When we think of trees, we tend to mainly think about the benefits they provide to our existence on earth. They take in carbon dioxide and release oxygen, provide habitats for wildlife, and aren’t too hard on the eyes either. But new research shows that recent increases in tree leaf abundance may be having adverse effects on local climates.

A significant amount of our planet is greening in response to increasing carbon dioxide in the atmosphere – as well as nitrogen deposition, global warming, and changes in land use. Furthermore, a recent global assessment found that changes in leaf abundance could be causing northern areas to warm and arid regions to cool. Scientists believe this is related to how global vegetation has impacted local climates.

The increase in leaf coverage – which scientists call leaf area index (LAI) – may have major implications for climate change feedback loops. However, many researchers have had a hard time quantifying what these implications may be on a global scale.

In a new study, Giovanni Forzieri and colleagues used satellite data of global LAI coverage from the last three decades to analyze leaf coverage. They found that increased LAI in northern temperate zones where coniferous trees dominate resulted in a reduction in the reflection of sunlight from the ground. This is believed to have caused a warming effect. On the other hand, increased LAI in arid regions was related to more plants and trees absorbing water (known as transpiration), and thus caused a cooling effect.

The researchers also found that the relationship between LAI and surface biophysics are amplified up to five times during extreme warm-dry and cold-wet years.
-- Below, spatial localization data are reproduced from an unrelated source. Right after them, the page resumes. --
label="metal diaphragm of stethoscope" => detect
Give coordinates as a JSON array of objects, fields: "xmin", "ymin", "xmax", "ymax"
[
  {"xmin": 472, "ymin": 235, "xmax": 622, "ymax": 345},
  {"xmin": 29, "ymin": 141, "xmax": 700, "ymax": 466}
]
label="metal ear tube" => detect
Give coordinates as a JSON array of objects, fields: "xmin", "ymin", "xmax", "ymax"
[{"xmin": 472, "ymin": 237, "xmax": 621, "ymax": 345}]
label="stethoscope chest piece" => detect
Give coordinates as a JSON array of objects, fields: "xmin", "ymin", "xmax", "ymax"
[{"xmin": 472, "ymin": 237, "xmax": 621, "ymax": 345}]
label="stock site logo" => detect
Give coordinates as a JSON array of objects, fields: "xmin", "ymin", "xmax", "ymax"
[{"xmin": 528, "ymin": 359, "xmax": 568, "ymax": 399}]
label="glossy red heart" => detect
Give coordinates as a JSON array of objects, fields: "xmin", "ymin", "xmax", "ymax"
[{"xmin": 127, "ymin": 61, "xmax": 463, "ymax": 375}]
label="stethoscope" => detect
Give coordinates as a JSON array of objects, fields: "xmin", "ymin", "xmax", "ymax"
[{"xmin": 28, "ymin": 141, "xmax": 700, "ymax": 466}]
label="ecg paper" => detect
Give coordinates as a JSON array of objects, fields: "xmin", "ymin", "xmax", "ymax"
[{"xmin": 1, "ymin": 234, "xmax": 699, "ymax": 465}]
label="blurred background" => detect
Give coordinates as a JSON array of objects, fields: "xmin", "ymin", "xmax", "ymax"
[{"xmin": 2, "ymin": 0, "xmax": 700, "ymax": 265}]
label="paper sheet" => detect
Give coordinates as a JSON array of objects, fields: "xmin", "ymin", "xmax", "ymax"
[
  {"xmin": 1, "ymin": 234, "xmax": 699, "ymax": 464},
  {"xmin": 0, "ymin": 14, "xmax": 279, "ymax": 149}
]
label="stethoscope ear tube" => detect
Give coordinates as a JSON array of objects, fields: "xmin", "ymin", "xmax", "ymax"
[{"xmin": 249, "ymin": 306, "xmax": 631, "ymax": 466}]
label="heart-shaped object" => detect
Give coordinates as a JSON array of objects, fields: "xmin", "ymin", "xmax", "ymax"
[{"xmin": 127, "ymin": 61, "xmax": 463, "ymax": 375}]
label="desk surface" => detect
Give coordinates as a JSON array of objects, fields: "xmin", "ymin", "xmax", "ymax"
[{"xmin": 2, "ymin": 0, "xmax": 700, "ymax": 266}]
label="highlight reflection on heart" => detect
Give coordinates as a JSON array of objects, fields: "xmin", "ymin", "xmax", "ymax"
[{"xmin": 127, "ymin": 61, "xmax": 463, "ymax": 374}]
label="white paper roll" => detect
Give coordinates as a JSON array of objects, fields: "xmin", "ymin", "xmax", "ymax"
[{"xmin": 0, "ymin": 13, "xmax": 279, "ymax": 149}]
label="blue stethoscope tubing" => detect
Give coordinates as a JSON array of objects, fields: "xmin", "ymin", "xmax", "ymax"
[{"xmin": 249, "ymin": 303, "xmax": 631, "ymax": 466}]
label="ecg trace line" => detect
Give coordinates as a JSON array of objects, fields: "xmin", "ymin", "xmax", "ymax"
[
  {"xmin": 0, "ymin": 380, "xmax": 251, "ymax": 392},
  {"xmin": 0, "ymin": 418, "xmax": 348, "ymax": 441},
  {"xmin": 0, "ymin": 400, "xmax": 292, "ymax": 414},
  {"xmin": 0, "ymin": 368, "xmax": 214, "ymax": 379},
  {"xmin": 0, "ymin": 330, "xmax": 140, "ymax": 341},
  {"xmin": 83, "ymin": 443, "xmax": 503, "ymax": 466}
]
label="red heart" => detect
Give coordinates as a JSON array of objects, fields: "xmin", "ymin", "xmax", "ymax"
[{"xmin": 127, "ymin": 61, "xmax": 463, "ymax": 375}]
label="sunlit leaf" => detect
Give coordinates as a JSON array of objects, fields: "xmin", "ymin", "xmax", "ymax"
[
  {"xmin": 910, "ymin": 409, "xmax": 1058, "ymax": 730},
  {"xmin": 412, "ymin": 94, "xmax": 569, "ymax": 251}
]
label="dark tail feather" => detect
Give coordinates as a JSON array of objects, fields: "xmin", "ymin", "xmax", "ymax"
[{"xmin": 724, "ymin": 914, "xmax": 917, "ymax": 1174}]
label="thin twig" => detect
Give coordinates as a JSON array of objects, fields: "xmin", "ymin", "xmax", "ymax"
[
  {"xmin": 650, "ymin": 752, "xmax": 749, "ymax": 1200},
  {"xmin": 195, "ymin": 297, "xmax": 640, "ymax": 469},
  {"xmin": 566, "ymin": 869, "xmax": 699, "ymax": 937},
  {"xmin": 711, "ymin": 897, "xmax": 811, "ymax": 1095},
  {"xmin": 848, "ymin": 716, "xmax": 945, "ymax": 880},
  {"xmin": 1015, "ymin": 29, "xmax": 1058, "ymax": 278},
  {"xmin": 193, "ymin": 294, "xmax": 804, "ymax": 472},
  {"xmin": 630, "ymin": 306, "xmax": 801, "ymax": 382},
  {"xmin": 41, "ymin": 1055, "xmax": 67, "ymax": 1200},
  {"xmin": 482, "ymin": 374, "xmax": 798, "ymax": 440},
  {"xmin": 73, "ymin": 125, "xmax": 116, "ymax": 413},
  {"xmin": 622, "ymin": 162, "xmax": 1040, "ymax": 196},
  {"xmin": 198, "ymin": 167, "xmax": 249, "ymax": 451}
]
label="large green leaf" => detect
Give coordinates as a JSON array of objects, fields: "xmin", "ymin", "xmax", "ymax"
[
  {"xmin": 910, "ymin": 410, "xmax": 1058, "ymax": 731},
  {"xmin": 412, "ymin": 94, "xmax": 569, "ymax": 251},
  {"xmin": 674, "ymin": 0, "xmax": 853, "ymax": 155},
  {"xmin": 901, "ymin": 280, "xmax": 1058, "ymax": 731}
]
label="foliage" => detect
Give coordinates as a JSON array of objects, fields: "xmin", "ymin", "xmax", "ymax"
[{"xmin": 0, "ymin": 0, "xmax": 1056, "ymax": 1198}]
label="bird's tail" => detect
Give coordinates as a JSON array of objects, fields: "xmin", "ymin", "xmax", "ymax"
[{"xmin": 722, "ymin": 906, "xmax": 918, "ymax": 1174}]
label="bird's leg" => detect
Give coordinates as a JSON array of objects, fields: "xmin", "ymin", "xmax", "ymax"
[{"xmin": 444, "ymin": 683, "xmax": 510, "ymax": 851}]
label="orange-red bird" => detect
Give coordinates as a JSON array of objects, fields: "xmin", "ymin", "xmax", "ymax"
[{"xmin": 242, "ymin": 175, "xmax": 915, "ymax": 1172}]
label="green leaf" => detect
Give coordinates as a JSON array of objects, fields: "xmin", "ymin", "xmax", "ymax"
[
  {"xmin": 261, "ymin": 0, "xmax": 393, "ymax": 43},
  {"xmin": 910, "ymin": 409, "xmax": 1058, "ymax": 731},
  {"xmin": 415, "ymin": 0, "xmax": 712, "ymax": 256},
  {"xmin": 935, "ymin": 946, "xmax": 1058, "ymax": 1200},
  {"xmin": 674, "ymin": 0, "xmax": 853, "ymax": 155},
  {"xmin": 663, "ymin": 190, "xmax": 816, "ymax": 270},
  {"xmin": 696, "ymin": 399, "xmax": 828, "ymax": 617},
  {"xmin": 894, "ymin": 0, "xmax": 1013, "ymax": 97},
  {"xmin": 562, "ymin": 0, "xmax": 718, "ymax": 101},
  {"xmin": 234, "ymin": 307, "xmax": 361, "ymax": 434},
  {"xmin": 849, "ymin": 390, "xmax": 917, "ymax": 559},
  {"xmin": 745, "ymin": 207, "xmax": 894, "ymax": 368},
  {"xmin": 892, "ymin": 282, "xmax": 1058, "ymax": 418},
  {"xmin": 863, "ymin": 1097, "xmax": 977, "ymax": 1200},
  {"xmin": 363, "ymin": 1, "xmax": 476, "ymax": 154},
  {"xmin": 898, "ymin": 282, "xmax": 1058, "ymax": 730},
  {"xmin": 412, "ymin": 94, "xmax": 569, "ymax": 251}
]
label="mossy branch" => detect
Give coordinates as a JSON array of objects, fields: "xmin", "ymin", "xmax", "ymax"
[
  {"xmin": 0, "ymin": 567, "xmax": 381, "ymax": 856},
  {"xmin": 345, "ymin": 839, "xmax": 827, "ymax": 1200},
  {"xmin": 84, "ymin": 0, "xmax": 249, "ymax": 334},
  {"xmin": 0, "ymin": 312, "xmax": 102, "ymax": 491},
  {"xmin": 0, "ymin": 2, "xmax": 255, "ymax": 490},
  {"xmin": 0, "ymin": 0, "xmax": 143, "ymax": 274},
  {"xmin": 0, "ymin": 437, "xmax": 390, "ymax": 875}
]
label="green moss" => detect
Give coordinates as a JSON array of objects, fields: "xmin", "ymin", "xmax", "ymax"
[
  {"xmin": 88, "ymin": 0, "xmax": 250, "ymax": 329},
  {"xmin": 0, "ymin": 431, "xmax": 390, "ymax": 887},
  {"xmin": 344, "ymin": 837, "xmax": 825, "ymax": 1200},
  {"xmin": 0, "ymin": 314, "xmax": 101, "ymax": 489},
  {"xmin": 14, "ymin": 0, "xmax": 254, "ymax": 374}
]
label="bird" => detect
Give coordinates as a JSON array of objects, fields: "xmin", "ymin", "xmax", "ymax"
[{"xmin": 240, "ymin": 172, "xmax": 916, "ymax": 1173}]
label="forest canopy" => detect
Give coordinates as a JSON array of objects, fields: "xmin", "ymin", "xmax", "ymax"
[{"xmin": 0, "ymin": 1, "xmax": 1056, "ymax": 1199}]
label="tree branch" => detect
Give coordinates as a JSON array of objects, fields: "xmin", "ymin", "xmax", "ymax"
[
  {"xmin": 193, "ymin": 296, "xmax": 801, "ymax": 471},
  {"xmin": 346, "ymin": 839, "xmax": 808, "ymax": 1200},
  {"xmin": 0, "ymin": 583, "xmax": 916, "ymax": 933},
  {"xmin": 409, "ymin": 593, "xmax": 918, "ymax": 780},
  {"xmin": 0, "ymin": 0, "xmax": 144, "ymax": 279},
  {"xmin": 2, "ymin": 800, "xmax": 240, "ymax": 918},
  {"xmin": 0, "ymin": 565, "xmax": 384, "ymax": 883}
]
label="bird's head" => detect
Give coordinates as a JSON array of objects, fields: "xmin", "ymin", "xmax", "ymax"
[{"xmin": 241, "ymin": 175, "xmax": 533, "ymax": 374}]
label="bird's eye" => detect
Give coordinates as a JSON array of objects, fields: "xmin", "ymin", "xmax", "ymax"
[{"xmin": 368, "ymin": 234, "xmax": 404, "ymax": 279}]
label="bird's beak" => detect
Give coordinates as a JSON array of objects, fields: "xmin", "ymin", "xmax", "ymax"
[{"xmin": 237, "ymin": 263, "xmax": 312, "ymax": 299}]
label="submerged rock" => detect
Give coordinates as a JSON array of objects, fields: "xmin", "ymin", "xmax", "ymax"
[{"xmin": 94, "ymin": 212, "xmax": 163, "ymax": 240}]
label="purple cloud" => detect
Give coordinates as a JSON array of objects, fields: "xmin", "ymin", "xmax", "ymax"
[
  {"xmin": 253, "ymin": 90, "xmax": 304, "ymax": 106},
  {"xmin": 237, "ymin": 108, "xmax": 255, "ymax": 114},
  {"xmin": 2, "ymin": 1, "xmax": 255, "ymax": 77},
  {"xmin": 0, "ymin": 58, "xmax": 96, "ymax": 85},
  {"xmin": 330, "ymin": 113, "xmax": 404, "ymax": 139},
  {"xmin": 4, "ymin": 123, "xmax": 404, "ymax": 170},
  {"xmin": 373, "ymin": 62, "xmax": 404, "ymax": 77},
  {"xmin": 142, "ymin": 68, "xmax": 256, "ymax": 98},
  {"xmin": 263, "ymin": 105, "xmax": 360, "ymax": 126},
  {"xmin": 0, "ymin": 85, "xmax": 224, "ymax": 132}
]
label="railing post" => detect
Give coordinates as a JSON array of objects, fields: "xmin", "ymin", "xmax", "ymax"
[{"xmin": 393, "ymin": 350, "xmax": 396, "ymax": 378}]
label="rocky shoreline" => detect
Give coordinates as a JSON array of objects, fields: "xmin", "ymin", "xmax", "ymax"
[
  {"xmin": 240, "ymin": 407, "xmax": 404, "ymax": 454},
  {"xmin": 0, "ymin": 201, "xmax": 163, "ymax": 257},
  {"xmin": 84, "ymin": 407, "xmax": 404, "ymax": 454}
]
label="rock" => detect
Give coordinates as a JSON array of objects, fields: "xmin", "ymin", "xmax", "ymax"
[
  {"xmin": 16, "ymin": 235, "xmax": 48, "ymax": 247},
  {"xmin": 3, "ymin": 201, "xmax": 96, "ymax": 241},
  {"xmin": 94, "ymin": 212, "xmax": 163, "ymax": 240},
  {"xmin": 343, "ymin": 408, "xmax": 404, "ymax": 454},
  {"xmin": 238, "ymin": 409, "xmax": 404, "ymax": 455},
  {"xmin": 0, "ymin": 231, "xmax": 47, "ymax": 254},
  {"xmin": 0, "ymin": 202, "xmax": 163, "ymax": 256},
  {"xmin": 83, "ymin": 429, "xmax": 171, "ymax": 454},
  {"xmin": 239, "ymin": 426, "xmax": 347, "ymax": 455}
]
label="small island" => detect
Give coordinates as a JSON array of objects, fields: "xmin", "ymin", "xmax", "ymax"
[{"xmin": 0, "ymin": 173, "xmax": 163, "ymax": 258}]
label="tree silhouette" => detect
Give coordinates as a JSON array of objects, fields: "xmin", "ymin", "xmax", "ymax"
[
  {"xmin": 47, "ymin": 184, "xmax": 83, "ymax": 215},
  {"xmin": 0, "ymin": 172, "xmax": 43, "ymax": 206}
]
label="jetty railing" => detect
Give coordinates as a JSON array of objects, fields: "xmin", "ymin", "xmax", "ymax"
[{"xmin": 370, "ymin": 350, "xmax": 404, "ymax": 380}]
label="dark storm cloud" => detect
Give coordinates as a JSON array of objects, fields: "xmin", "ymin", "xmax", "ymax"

Ultimately, the research team estimates that increased greening has actually buffered warming by about 14% across roughly 60% of the global vegetated area. However, in the remaining 40% – most of which are northern temperate regions – LAI increases have increased air temperatures, resulting in an additional warming of about 10%.

With global warming being such a significant topic these days – with potentially catastrophic consequences – it’s important that research such as this continues so that scientists may have a better understanding of how to curtail its effects.